CONWAY, SC (WMBF) - Prosecuting someone for driving under the influence in South Carolina isn't as simple as looking at the results of a blood alcohol content test.
When an officer stops someone on suspicion of DUI, state law requires officers to use a video camera to record everything from the reading of the Miranda Rights to the field sobriety tests. If there are any issues with the video, such as audio failure or something not being completely visible, the case can get thrown out.
"You had fire trucks there and EMS, just lights everywhere and the case got dismissed because you could not see the eye test," said Manuela Clayton, assistant solicitor for the 15th Judicial Circuit.

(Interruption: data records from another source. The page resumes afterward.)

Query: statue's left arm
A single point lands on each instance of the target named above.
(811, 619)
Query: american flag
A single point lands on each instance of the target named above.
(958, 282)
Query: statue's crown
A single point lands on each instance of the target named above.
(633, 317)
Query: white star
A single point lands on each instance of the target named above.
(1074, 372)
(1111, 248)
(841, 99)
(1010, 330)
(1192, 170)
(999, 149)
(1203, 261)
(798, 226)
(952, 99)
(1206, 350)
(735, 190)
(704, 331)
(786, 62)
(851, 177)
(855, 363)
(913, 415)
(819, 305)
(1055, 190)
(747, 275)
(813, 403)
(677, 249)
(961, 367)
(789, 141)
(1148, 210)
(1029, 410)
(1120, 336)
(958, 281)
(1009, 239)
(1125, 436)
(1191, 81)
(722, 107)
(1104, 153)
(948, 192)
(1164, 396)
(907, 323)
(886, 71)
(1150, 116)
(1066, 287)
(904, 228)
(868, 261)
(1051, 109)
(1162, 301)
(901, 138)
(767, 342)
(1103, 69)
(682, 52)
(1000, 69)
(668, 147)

Out of about 1,200 DUI cases that came through the 15th Judicial Circuit in 2014, 15 made it to jury trial. Some of the defendants pleaded guilty before going to trial, but Clayton said the majority of DUI cases were dismissed.
Mothers Against Drunk Driving along with law enforcement officers and prosecutors are talking with the South Carolina General Assembly to draft legislation that would prevent cases from being dismissed due to minor video technicalities.
"It would be nicer to have a case where the roadside is suppressed and we may still have the evidence to go forward to trial with a DUI based on the breath test results," Clayton said.
Tyler Thigpen's DUI charge was dismissed because there was no audio in the recording, according to his lawyer.
DUI Defense Attorney Scott Joye said the blood alcohol content tests aren't completely reliable, so the law requiring the video is in place for a reason, to protect both drivers and law enforcement officers by adding an extra piece of evidence.
"The consequences of a DUI arrest have become greater and greater," Joye said. "Therefore, the standards by which we convict someone of a DUI should become greater and greater."